Holzdiesel-Labor kommt nach Niederösterreich. 30 Millionen für Forschungsanlage, die Gas und Diesel aus Holz marktfähig machen sollen.

Von Daniel Lohninger. Erstellt am 20. Juli 2020 (16:40)
Ministerin Elisabeth Köstinger besichtigte mit Franz Titschenbacher die Holzdiesel-Versuchsanlage der TU Wien, Studienautor Hermann Hofbauer erklärte die vielversprechenden Ergebnisse.
BMLRT/Paul Gruber

Wohin mit dem Schadholz? Diese Frage stellt sich für borkenkäfer-geplagte Forstwirte seit Jahren. Auf der Suche nach Antworten erarbeitete die Technische Universität Wien eine Studie, die zeigt, dass die Eigenversorgung der Land- und Forstwirtschaft mit Holzdiesel und Holzgas technisch möglich ist. Aus vier Kilo Holz lassen sich ein Liter Diesel oder vier Kubikmeter Gas produzieren.

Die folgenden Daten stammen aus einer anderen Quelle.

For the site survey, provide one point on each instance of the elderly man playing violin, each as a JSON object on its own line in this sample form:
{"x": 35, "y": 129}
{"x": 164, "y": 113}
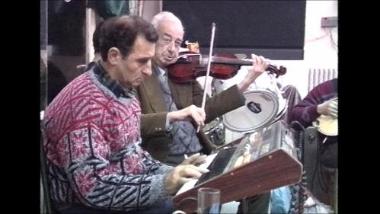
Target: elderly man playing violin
{"x": 171, "y": 112}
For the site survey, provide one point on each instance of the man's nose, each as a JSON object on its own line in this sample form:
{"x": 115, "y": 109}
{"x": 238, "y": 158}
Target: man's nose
{"x": 171, "y": 46}
{"x": 148, "y": 69}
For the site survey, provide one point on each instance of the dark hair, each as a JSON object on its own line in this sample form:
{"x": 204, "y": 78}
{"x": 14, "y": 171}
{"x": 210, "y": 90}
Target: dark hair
{"x": 121, "y": 32}
{"x": 95, "y": 37}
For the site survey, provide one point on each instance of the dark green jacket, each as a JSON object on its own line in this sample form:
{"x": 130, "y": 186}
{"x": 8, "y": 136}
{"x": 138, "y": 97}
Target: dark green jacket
{"x": 153, "y": 132}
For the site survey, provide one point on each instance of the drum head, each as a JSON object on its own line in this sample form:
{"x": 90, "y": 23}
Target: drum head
{"x": 261, "y": 107}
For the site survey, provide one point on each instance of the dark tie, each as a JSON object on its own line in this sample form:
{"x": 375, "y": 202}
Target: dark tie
{"x": 184, "y": 135}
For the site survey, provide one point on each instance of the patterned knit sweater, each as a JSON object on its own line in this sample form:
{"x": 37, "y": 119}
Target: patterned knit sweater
{"x": 92, "y": 145}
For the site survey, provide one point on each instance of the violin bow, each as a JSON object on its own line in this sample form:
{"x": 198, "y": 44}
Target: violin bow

Landwirtschaftsministerin Elisabeth Köstinger gab jetzt grünes Licht für die Errichtung einer Forschungsanlage. Sie wird im Westen Niederösterreichs stehen, wo genau, ist aber noch nicht fix. 30 Millionen Euro stellt das Ministerium dafür aus dem Waldfonds zur Verfügung.

„Neben dem bewährten Einsatz von Biomasse in Heizungen, Fernwärme oder Stromproduktion sind Holzgas und Holzdiesel weitere nachhaltige Alternativen mit viel Potenzial“, erklärt Köstinger. Im geplanten Forschungszentrum soll die Erzeugung von Holzgas zur Einspeisung ins Erdgasnetz sowie von Holzdiesel zur Marktreife geführt werden. Der Vorteil: Holzdiesel ist wie fossiler Diesel einsetzbar, der Fuhrpark muss also nicht umgerüstet werden.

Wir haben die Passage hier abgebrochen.